Subtly and suddenly F
itz’s manner altered. Sue didn’t see why, but she knew when he spoke that the strain in him was a different one. He said, “Suppose, Henley—if you look at the picture this way—suppose Dr. Luddington took the wrong person into his confidence. Suppose that person came—in secret, in hunting clothes, riding because anyone would think only of a straggler from the Beaufort hunt; suppose the murderer knew that Sue was involved and believed that safety lay in involving her still further; thus the telephone call purporting to be from a patient …”
“But that,” Jed interrupted, “involved me too.” He whirled around to Wilkins. “Maybe Fitz is right. Maybe that was the intention. Sue and I were already involved—this would look as if we were both in it again.”

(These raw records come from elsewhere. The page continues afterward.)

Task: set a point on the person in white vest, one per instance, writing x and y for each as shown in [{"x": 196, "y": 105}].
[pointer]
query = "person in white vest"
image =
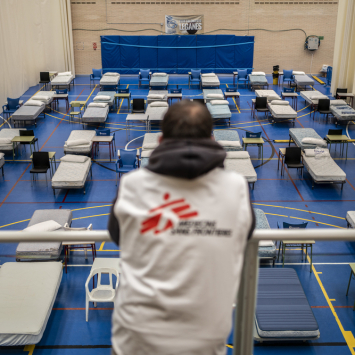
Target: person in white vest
[{"x": 182, "y": 224}]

Fitz said, “I’m not presuming to tell you what you ought to do …”
“Oh, by no means,” observed Henley with heavy sarcasm, but he rubbed his nose worriedly all the same. Fitz went on, “But I think the sheriff would like to know about the new evidence …”
Henley looked at Wilkins who said unexpectedly, “There must be a telephone around here.”
“I’ll show you,” Fitz offered quickly. Wilkins got up and stopped beside Henley who looked red and worried. “If I were you I’d get the Luddingtons and the Duval woman, too, into the police car. The troopers can keep an eye on them …”
“Me!” screamed Camilla, her yellow skirt swishing. “Me!”
“As a witness,” added Wilkins and went to the door. Henley hesitated then he agreed. “Right. Come on this way, please …”
All of them objected and suddenly all three, with Ruby struck dumb and no longer sobbing, Camilla expostulating frantically and Wat gray and drawn as a deathshead, were out of the room. A burst of louder music came in as the door was opened. Fitz’s eyes caught Woody’s. “The telephone’s out in the kitchen hall, isn’t it?”
“Why, it’s …”
“Show us, will you?”
Woody gave a kind of jerk and followed Fitz; someone closed the door. There was a murmur of voices from behind it. Jed said, “I promised you that I wouldn’t let them arrest you, Sue, and I won’t.”